Dealing with Depression

Lamentations 3:22-26

Background:

The City was utterly destroyed in 587 BC by the Chaldeans. The Septuagint, the earliest Greek translation of the Hebrew Scriptures, translated by 70 scholars in the 200 BC. This translation begins: “And it came to pass after Israel had been taken away into captivity and Jerusalem had been laid waste that Jeremiah sat weeping and lamented this lamentation over Jerusalem and said.”

The Septuagint was used by Greek speaking Jews until the Christians adopted it. The Jews, around 70AD, refused to use this translation.

Jerusalem was totally destroyed. The modern reader may wonder at the extremes of sorrow expressed in the book and may be puzzled that the Jews should have continued to mourn the destruction by Nebuchadnezzar, (the destruction by Titus in A.D. 70 is another matter). It is in fact hard for us to realize how complete the destruction was.

The old “City of David” lies outside the present city walls. This is only partially due to the effects of the destruction by the Romans. The Chaldeans so broke down the Jebusite and Davidic walls and terraces that restoration was impossible; and Nehemiah had to build his wall much higher up the slope, greatly reducing the area of what had been the center of the city. [1]

There is also no trace in the temple area of anything that can be linked with Solomon, certainly not the “stables” that have been given his name. Even the huge blocks of stone visible at the base of the West (Wailing) Wall are Herodian, not Solomonic.

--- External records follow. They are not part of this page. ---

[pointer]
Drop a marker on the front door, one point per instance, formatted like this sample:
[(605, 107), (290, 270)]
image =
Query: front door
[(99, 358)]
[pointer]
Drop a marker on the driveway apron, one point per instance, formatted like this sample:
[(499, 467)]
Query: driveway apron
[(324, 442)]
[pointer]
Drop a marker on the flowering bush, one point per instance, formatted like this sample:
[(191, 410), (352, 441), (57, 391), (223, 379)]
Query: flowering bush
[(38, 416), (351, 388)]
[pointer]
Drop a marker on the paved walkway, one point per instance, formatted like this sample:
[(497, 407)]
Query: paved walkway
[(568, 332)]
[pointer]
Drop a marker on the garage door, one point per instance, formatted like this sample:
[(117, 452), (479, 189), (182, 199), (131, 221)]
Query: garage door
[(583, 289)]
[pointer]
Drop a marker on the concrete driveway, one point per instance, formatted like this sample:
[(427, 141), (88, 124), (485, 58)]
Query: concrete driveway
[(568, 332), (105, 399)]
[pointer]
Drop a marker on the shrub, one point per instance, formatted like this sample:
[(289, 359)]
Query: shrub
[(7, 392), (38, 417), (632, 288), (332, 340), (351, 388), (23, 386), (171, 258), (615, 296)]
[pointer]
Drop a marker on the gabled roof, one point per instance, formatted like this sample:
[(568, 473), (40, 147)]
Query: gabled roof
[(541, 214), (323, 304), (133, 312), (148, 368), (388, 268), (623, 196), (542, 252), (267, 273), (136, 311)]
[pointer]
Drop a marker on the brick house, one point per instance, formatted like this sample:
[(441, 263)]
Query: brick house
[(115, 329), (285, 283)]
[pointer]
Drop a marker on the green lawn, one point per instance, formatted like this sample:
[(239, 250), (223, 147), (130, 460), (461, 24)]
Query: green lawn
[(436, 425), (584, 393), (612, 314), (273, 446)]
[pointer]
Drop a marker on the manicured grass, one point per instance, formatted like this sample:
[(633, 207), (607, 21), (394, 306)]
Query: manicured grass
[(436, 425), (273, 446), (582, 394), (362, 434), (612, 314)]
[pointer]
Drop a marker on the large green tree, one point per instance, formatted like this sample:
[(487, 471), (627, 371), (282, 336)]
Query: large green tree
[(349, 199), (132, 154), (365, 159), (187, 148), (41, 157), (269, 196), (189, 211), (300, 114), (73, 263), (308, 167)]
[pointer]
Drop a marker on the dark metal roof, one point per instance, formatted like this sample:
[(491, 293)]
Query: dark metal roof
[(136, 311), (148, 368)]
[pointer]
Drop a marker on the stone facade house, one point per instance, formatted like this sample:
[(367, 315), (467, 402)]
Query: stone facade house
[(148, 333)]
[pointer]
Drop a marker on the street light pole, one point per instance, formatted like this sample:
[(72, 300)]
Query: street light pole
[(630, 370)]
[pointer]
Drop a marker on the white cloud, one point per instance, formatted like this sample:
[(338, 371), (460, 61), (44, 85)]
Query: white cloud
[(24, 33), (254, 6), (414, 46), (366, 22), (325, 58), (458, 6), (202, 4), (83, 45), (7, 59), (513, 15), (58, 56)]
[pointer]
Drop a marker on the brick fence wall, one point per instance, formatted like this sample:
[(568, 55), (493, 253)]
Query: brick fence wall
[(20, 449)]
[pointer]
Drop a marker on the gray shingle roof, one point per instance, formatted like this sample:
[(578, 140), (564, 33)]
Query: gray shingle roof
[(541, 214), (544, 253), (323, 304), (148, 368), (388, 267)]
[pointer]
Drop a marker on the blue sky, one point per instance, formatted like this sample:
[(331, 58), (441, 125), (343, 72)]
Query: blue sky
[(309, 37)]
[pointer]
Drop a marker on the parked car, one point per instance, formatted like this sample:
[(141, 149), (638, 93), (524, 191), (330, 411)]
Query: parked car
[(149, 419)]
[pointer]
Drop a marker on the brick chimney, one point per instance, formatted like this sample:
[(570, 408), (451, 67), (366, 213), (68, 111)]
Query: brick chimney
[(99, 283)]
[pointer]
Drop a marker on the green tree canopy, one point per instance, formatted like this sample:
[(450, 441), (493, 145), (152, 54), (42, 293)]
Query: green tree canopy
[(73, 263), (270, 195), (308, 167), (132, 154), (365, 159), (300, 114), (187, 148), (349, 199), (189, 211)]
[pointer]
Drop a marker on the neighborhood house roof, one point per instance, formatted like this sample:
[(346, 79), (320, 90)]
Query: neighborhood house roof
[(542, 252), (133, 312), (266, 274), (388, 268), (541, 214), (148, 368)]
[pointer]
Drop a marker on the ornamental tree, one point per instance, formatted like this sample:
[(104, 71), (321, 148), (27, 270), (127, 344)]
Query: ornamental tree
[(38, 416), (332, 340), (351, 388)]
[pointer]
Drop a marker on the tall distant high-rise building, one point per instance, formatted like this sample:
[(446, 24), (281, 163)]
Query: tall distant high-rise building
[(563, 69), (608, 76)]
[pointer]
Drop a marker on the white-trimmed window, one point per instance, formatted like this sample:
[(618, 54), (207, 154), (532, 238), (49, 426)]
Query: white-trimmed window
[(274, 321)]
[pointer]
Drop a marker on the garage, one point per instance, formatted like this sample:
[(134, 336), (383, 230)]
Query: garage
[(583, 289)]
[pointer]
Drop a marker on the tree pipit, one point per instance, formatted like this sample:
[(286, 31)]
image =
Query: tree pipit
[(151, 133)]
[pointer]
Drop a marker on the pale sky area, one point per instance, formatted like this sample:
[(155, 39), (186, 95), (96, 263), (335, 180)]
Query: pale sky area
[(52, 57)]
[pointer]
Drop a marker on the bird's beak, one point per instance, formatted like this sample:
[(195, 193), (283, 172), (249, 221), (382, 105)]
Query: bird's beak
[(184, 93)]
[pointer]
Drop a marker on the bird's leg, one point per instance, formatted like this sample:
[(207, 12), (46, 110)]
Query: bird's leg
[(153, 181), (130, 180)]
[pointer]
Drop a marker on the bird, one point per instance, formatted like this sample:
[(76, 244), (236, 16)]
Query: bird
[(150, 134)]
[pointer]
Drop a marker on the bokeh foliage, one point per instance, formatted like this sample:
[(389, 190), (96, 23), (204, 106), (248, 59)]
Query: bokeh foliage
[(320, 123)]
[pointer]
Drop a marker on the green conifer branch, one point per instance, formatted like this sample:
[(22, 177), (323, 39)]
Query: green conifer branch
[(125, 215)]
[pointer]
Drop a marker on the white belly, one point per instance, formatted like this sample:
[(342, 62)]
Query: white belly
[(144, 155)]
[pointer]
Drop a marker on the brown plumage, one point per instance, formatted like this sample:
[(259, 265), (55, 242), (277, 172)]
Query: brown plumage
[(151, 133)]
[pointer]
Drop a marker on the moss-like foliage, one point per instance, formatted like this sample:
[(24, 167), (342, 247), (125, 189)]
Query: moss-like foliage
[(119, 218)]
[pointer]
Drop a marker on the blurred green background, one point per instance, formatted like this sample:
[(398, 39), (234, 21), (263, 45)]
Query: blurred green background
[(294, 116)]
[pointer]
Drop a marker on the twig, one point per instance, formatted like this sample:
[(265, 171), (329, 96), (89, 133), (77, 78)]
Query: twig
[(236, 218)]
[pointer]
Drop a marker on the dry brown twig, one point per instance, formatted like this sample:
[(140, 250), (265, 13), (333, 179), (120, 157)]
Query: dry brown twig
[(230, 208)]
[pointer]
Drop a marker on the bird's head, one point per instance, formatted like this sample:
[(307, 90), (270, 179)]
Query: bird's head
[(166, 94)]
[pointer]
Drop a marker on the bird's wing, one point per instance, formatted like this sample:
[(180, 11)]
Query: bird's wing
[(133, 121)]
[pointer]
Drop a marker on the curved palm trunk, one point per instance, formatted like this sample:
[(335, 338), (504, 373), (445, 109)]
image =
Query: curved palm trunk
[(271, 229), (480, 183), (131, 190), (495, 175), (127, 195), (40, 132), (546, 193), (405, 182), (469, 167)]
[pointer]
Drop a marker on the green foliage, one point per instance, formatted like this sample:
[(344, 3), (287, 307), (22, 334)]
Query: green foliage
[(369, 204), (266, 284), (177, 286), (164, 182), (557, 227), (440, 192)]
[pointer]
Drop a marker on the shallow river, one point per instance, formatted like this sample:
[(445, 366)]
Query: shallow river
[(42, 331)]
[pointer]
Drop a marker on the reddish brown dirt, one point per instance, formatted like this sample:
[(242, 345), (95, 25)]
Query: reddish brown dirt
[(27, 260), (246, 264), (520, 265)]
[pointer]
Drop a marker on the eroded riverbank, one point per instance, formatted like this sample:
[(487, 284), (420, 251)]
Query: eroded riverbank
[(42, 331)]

All this means that at the return from exile, a completely new beginning was needed. Lamentations, in this sense, is a funeral dirge over an irrecoverable past.

Each chapter has 22 sections with 3 verses each. Each section begins with the next letter of the alphabet. It is written to aid memory, yes, but also to show the destruction was complete from A to Z.

As Jeremiah laments over the destruction of Jerusalem. Chapter three, however, is his personal suffering.

Read Lamentations Lamentations 3:1-10.

His personal sufferings, (Lamentations 3:1-18).

Because of this:
He is depressed, (Lamentations 3:20).

When you are depressed remember:

  1. There is much more than this life. Turn your focus from the things of this world, and place them on eternal things, (Lamentations 3:22).
  2. Live one day at a time. Get up each morning and ask for new mercies for this day, (Lamentations 3:23). Do not get into the trap of focusing too far in the future.
  3. Put your hope in God, not your circumstances. Your confidence must come from God. You must study and meditate on who God is and His wonderful attributes. Study and memorize His Word, study His promises, (Lamentations 3:24).
  4. Be patient . . . wait on His timing, (Lamentations 3:25-26).